Tricked by the deception, the court granted multiple delays—pushing her reporting date from August 22, 2017, to January 30, 2018, then to August 7, 2018, November 6, 2018, January 29, 2019, and finally to April 29, 2019. The ruse unraveled when Carpenter’s own attorney moved to withdraw from the case on January 29, 2019, stating he had been “an unwitting tool in a fraud on this Court.”

Two days later, U.S. District Judge Sidney Fitzwater vacated the latest extension and ordered Carpenter arrested. The 60-month sentence for obstruction will run consecutive to her original 41-month sentence for wire fraud, ensuring she spends nearly eight total years behind bars.

In the underlying fraud case, Carpenter admitted to embezzling over $372,000 from a property management company where she worked.
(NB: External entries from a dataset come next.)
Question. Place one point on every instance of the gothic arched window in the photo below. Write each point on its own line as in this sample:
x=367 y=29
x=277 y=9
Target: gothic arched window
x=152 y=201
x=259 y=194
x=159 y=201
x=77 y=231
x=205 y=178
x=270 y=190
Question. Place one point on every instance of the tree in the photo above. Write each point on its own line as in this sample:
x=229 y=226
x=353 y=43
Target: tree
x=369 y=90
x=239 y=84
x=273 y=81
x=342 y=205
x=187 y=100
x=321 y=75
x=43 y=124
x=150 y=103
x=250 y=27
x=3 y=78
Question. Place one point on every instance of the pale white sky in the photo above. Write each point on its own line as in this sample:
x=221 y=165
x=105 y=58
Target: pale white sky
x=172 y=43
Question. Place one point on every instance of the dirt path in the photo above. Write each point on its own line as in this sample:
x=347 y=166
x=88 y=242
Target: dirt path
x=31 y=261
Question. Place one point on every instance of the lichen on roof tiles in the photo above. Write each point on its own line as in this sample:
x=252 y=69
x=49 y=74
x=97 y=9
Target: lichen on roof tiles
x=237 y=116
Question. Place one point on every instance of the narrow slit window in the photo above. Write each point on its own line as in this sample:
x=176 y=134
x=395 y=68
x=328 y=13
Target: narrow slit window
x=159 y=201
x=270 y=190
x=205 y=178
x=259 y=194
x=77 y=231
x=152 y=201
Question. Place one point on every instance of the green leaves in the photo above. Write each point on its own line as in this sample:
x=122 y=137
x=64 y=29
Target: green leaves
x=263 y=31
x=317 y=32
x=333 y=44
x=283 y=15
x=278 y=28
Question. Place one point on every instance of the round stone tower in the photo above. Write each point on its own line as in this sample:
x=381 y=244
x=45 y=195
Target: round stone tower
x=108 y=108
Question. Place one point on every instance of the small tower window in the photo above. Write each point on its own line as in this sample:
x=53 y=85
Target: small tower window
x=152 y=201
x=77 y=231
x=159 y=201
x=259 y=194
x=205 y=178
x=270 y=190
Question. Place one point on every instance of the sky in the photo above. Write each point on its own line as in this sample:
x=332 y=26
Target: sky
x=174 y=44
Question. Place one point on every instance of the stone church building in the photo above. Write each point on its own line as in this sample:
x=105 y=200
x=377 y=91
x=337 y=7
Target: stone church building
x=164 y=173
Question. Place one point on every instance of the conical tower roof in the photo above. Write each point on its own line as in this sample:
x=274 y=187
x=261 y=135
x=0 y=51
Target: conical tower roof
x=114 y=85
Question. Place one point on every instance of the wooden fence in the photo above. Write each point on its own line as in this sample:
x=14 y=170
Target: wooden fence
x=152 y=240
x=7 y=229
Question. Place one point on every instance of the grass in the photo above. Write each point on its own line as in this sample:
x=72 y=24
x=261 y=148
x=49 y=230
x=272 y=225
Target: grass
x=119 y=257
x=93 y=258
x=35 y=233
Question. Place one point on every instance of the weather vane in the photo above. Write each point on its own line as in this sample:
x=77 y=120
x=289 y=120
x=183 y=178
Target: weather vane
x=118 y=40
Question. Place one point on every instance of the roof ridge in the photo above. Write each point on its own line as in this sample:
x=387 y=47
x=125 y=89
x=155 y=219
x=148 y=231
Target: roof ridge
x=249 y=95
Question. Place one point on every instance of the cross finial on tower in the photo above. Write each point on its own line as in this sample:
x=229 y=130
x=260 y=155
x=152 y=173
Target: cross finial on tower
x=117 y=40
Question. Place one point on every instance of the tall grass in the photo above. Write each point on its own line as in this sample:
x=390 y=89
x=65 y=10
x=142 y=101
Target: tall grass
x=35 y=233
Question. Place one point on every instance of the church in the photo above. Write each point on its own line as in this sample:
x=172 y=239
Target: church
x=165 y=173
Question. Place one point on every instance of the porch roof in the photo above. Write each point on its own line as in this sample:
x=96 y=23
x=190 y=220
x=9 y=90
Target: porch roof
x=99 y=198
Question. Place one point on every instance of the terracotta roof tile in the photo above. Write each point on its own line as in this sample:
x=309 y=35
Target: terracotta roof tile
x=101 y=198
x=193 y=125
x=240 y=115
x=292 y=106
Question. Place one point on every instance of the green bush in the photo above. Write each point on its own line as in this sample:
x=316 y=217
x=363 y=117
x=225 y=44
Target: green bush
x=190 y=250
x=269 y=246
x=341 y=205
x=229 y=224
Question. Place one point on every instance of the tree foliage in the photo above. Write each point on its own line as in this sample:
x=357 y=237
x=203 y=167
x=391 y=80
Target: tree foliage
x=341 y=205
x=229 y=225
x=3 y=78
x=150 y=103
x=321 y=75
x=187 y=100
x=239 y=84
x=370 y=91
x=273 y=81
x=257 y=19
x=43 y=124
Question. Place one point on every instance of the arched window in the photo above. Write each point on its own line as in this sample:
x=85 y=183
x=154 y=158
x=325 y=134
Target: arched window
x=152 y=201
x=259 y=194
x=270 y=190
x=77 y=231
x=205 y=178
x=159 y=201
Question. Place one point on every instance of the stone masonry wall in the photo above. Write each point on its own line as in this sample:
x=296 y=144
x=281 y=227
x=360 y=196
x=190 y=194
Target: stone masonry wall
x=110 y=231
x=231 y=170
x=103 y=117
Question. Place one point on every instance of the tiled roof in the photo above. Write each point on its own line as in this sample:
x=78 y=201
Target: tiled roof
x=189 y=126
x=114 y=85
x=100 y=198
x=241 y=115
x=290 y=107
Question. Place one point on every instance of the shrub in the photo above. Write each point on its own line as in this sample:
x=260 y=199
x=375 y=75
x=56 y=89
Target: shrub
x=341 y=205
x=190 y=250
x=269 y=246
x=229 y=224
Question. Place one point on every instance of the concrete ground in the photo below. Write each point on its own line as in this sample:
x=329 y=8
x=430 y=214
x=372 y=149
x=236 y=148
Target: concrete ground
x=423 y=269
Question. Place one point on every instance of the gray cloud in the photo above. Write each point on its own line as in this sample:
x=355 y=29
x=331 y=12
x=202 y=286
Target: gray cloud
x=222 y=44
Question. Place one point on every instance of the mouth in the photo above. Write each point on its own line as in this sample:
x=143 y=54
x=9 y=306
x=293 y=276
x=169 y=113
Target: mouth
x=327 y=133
She issued $133,000 in checks payable to herself, $157,000 to a fictitious company she created, and used company funds to pay personal bills with JC Penny, DirectTV, TXU Energy, and Verizon.

The FBI’s Dallas Field Office investigated both crimes. Assistant U.S. Attorney Christopher Stokes prosecuted both cases. U.S. District Judge Jane J. Boyle handed down the five-year sentence for obstruction, sending a clear message: defrauding the courts carries a steep price.